Antigen detection assay is also used widely in the diagnosis of cryptosporidiosis; it is more effective in cases where oocyst numbers are low. These assays are thought to be more sensitive than conventional staining [72, 73]. Other tests like fluorescence microscopy and direct fluorescent-antibody (DFA) assay have been used for the detection of Cryptosporidium oocysts with relatively high specificities (96–100%) and sensitivities (98.5–100%) [73, 74]. Molecular methods for the detection and differentiation of Cryptosporidium spp. include nested PCR, real-time PCR, multiplex real-time PCR, reverse transcription-quantitative real-time PCR, and multiplex tandem real-time PCR [12, 75]. More recently, an automated multiplex tandem PCR is used; it is based on a robotic platform and used to detect Cryptosporidium spp. and coinfecting diarrheal pathogens from the human fecal genomic sample [76]. Some new methods such as reverse line blot (RLB) hybridization, loop-mediated isothermal amplification method, and nucleic acid sequence-based amplification (NASBA) methods that amplify RNA from either RNA or DNA templates are also used for the diagnosis of Cryptosporidium spp. [75, 77]. Another new technique for the detection of Cryptosporidium spp. includes next-generation sequencing, DNA microarray, etc. which are also available [73] (Figure 4).

Figure 4.

Oocyst of Cryptosporidium on modified ZN stain.

2.3.5 Treatment

In immunocompetent persons, cryptosporidiosis is usually self-limiting, requiring little or no treatment, but in immunosuppressed person, treatment is required [78]. Nitazoxanide 500 mg BD for 3 days has proven to be effective against cryptosporidiosis. In patients with dehydration, rehydration fluids and nutritional management may be required.

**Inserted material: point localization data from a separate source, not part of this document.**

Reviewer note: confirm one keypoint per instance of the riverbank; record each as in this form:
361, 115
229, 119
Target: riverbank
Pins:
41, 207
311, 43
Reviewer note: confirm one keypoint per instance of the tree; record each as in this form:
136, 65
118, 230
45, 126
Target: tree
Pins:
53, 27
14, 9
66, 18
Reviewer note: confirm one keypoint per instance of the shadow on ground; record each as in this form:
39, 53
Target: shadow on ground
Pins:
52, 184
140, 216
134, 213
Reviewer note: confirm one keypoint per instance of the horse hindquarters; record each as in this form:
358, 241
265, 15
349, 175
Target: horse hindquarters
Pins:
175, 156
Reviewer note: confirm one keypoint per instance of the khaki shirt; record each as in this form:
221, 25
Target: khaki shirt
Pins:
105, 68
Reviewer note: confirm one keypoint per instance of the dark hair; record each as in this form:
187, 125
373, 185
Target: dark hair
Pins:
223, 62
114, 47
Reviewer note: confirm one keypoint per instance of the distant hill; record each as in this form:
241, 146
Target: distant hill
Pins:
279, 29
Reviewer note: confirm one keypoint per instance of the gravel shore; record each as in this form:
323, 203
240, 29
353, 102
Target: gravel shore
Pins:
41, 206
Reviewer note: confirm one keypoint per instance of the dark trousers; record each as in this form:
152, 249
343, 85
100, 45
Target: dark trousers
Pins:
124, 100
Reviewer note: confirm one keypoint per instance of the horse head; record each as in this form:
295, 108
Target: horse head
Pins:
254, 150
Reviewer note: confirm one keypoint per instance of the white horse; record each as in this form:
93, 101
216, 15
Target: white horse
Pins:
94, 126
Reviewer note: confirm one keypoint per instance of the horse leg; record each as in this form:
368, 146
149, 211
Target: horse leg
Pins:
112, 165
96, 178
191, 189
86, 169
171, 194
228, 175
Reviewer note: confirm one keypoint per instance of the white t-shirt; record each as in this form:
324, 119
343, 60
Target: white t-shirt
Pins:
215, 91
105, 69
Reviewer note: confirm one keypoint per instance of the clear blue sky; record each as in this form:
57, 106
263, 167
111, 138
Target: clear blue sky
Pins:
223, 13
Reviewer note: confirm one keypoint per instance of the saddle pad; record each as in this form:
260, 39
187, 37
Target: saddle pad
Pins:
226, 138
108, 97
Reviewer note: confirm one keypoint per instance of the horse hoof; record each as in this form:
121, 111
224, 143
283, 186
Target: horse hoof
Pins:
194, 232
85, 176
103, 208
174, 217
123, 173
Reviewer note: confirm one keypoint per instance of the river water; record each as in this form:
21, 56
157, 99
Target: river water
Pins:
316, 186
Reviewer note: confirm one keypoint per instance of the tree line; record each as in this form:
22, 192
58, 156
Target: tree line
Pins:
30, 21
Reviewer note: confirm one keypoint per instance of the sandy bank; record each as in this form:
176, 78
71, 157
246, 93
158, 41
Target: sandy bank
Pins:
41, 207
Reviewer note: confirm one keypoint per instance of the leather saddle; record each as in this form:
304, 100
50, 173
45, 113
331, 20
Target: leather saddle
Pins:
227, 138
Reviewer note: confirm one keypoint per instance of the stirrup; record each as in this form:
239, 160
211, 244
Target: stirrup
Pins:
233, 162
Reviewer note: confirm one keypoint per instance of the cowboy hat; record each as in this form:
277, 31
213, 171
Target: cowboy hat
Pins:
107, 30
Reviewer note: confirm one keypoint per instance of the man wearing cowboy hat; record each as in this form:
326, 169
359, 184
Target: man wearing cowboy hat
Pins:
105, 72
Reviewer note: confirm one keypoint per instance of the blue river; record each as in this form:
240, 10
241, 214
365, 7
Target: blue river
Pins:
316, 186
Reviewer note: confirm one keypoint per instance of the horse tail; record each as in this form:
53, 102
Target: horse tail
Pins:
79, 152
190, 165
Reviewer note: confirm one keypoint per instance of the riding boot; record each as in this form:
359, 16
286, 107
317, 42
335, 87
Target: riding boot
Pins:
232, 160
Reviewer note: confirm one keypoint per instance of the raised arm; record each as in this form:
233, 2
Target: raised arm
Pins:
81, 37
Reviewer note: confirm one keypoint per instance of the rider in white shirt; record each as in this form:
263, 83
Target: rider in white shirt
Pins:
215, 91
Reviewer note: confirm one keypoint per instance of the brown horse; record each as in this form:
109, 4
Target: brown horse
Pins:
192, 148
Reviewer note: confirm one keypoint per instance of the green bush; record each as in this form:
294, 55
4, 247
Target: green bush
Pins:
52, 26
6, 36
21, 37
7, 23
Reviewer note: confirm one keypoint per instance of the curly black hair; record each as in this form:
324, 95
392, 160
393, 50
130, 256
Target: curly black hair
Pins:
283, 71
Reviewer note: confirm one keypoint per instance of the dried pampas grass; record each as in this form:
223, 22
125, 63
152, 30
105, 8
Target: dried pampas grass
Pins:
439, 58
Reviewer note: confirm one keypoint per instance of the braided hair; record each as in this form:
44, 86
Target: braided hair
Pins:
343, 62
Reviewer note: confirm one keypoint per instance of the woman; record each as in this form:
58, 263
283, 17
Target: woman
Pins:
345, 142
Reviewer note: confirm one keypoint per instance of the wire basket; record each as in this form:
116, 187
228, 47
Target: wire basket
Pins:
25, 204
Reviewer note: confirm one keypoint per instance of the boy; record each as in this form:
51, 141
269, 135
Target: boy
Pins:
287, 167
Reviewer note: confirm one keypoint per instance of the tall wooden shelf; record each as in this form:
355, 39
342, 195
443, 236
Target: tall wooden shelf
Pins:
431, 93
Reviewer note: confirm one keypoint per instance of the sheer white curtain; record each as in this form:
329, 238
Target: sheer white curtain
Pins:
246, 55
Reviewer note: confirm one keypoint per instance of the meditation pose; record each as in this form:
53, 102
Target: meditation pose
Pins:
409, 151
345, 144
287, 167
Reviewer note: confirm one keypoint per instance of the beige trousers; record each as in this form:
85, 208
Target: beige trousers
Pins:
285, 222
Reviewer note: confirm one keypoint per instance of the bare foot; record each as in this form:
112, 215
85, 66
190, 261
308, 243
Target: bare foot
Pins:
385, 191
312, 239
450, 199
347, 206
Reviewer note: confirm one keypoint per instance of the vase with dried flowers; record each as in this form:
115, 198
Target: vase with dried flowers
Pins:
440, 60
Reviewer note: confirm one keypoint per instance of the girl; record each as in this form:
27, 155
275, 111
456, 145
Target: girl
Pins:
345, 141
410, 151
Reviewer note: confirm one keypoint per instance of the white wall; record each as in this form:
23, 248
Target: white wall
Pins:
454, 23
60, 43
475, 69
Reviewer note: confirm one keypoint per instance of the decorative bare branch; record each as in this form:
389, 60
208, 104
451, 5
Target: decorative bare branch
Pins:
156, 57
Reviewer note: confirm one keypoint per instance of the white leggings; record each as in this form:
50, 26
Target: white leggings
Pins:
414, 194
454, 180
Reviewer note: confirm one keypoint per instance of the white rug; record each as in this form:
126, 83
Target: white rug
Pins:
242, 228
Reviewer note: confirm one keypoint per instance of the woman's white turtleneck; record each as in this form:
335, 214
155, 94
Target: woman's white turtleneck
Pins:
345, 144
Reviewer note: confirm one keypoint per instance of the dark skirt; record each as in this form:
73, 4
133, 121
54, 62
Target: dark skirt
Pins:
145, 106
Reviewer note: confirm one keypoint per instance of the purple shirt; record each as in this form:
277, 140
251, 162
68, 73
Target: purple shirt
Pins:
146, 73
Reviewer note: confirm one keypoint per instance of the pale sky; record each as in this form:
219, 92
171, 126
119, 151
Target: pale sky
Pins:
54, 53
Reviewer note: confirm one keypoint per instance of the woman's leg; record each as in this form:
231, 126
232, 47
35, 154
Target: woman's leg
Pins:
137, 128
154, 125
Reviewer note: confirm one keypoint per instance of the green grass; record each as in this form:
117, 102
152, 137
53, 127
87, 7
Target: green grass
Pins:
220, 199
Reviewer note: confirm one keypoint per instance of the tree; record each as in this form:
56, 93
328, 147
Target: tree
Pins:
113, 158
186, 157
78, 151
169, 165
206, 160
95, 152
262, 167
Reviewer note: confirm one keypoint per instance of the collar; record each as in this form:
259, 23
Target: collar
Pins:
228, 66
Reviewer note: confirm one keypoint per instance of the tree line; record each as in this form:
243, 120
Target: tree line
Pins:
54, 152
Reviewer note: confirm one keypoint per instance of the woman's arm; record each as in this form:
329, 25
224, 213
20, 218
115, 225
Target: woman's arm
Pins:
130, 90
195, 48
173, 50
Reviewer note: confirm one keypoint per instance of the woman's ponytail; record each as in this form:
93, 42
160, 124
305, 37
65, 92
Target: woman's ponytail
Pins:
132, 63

Nitazoxanide is the only licensed drug for the treatment of cryptosporidiosis, and it is given only in persons after the first year of life and with healthy immune systems. Recently trials are going on clofazimine, a drug used for leprosy, to know its effectiveness against Cryptosporidium spp. [79].

2.3.6 Prevention and control

Prevention can be done by avoiding exposure to infectious oocyst in human or animal feces, proper hand washing, and improved personal hygiene. No vaccines are available for use against Cryptosporidium spp. [79].

2.4 Cyclospora

2.4.1 Introduction

This is a coccidian parasite, and the only species of this genus found in humans is Cyclospora cayetanensis. Similar to Cryptosporidium, Cyclospora is also associated with severe illness in immunocompromised patients in comparison to immunocompetent patients.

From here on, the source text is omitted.